Les primaires aux États-Unis ressemblent étrangement aux tactiques employées par les conservateurs de Stephen Harper. Les candidats se plaisent à utiliser les coups bas ou à employer des messages de nature négative pour discréditer leurs adversaires et abattre leur réputation et leur intégrité. On n’essaie pas de vendre ou d’expliquer les programmes.

Tant au Canada qu’aux États-Unis, l’électorat est très peu intéressé par ce genre de mépris, ce qui expliquerait en grande partie le désengagement des électeurs à se rendre aux urnes, tandis que dans d’autres pays, les citoyens risquent leur vie pour exercer ce droit et mériter la démocratie.

Certains de nos politiciens font de la politique sale et les conservateurs fédéraux en sont de grands spécialistes, comme on a pu le constater lors des deux dernières élections au pays.

Avant même, et pendant le déclenchement des deux dernières élections fédérales, et cela pendant six mois, par la publicité malsaine, le Parti conservateur a détruit la réputation de Stéphane Dion et celle de Michael Ignatieff.

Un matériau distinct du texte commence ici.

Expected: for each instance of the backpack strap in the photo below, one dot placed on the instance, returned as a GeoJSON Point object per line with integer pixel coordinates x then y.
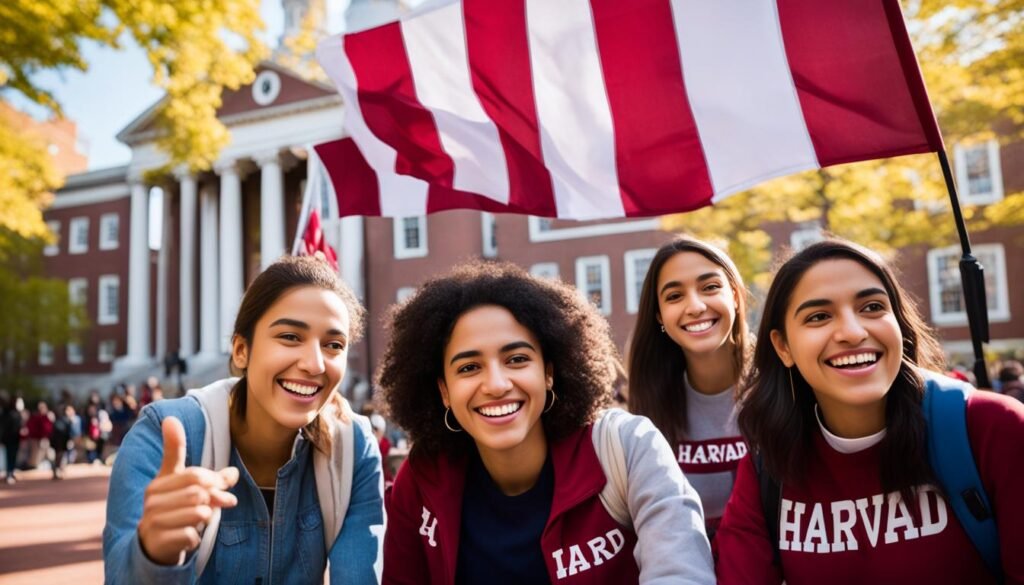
{"type": "Point", "coordinates": [608, 445]}
{"type": "Point", "coordinates": [771, 500]}
{"type": "Point", "coordinates": [952, 461]}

Eh bien, cela est appelé à disparaître. Helena Guergis, l’ancienne ministre fédérale dans le gouvernement conservateur, a décidé d’attaquer le premier ministre, le Parti conservateur et d’autres personnes. Elle réclame 1,4 million $.

Pourquoi emploie-t-elle cette approche? C’est que sa réputation personnelle a été entachée par des allégations fausses et mensongères de la part de son chef. On sait que l’enquête menée par la police nationale n’a nullement trouvé la moindre inconduite de la part de cette femme.

Remportera-t-elle une victoire? Je l’espère de tout coeur.